Rectangular Hollow Structural Sections

A hollow structural section (HSS) is manufactured from steel and is either rectangular, square, or circular. This post will address rectangular HSS, inclusive of square HSS. Round HSS is a little easier to define and will be the subject of another post.

There are a couple options in OpenSees for defining material nonlinear rectangular HSS response via fiber sections. A rectangular HSS has four elements, so rectangular patches of fibers are the logical choice, but there’s also a canned section integration option.

Also note that rectangular HSS have fillet rounds, but don’t spend time trying to represent those rounded corners in your OpenSees model–the extra “accuracy” is not worth the effort. In writing this post, I ignored the fillet rounds.

Four Patches

The first approach to define a rectangular HSS is to use four rectangular patches of fibers–one patch for each element of the section.

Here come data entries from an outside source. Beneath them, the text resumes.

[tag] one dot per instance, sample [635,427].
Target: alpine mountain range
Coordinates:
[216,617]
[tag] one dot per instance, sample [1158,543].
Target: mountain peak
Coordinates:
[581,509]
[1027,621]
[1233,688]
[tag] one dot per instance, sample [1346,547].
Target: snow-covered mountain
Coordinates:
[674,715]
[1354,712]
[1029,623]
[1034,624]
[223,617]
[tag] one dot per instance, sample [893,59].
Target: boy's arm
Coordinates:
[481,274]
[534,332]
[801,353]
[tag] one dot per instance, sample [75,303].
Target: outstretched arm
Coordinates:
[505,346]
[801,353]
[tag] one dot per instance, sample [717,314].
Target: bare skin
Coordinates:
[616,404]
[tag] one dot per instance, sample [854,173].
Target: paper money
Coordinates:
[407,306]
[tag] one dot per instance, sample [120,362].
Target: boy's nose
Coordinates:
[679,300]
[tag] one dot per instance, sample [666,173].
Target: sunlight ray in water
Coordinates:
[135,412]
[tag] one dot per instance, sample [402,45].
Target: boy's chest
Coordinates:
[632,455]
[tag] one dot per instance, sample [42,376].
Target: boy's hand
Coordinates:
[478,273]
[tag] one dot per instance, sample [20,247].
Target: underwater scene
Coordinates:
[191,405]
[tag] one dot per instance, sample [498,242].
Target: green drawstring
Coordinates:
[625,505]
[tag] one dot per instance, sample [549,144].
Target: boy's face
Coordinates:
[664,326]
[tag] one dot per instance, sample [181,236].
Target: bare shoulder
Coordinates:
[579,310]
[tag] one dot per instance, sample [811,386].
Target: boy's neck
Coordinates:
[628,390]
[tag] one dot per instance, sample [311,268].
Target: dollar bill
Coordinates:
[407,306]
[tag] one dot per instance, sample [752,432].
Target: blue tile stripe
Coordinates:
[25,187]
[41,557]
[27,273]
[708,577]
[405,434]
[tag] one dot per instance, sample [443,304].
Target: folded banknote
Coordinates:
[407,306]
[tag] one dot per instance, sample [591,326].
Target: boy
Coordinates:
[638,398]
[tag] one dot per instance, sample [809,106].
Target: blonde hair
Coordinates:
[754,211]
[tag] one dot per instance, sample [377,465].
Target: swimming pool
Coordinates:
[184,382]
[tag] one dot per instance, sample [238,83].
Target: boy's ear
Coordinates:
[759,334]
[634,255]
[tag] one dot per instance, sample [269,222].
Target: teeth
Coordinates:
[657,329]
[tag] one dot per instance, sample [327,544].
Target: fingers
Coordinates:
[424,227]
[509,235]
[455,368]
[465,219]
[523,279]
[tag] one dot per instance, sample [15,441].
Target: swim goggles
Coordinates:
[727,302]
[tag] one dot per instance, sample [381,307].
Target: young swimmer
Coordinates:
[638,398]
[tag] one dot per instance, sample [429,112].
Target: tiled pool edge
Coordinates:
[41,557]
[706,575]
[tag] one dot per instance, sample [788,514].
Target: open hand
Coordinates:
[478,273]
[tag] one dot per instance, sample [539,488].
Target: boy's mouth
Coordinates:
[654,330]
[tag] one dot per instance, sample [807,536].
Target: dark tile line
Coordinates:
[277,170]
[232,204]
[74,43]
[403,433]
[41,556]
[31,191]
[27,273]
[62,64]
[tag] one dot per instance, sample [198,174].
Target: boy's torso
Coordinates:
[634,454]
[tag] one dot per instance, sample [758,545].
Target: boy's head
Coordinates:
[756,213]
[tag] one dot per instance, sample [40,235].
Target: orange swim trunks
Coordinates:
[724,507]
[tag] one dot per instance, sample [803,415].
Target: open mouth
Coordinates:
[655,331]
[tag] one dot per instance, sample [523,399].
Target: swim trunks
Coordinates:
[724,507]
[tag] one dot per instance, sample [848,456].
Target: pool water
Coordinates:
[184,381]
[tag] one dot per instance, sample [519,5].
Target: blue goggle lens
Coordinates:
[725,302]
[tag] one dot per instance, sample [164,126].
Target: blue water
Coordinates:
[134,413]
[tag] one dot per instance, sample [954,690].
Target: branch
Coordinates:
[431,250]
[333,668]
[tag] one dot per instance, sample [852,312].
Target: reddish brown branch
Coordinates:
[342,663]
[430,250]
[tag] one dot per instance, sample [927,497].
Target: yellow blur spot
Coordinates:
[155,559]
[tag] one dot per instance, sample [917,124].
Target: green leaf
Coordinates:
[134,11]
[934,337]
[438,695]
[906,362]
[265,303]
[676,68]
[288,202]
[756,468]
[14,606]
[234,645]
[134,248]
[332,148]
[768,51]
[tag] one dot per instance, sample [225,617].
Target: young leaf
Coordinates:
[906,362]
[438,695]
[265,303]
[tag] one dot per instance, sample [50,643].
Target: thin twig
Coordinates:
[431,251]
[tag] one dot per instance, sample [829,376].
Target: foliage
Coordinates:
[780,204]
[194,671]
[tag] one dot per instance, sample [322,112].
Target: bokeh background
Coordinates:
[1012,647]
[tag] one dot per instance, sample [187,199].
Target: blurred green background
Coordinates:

With this approach, you can define as many fibers through the wall thickness as you like, e.g., two as shown above, but one fiber through the wall thickness is fine for most cases. Kitty corners I and J of the four patches are easily determined from the section depth, width, and wall thickness.

ops.uniaxialMaterial('Steel08',23,...)
ops.section('Fiber',1,'-GJ',G*J)
ops.patch('rect',23,2,8,-h/2,-b/2,-h/2+t,b/2) # 1
ops.patch('rect',23,2,8,h/2-t,-b/2,h/2,b/2) # 2
ops.patch('rect',23,7,2,-h/2+t,-b/2,h/2-t,-b/2+t) # 3
ops.patch('rect',23,7,2,-h/2+t,b/2-t,h/2-t,b/2) # 4

For two-dimensional models where flexure is only about the section z-axis, you can be more economical by combining patches 3 and 4, and discretizing patches 1 and 2 only along the y-axis.

Section Integration

The second approach to rectangular HSS is to use the HSSSectionIntegration class. The input parameters are the depth, width, and wall thickness as well as the number of fibers along the depth and width (excluding the walls).

Note that the HSSSectionIntegration class assumes one fiber through the wall thickness. In addition, each corner of the section is represented by one fiber.

ops.uniaxialMaterial('Steel08',23,...)
ops.section('HSS',1,23,h,b,t,7,5,'-GJ',G*J)

The advantages of using the HSS section integration are: 1) you don’t have to mess around with error prone patch definitions and 2) you can compute DDM response sensitivity with respect to the section dimensions, in addition to material properties.

Consider a moment-curvature analysis about the strong axis of an HSS 6x4x1/4 steel section with F_y=46 ksi. Using four patches with 12×4 fibers in each patch (fairly refined) and the HSS section integration with N_fh=7 and N_fb=5 (fairly unrefined with one fiber through the wall thickness) gives identical results.

The DDM response sensitivity of the moment-curvature response is shown below for the material parameters, E and F_y. Both the generic patches definition of the fiber section and the canned HSS section integration are able to compute sensitivity with respect to material parameters.

The sensitivity with respect to elastic modulus is initially high, then drops after first yield as the sensitivity with respect to yield strength takes over. Although the two approaches give the same moment-curvature response, there are visible differences in the post-yield response sensitivity due to differences in the fiber disretizations.

The canned HSS section integration is the only approach that can give DDM response sensitivity with respect to section dimensions, e.g., the depth and wall thickness shown below.

The influence of the section depth on the flexural strength is about twice as high as that for the material yield strength. In addition, the influence of the wall thickness is on par with that of the yield strength.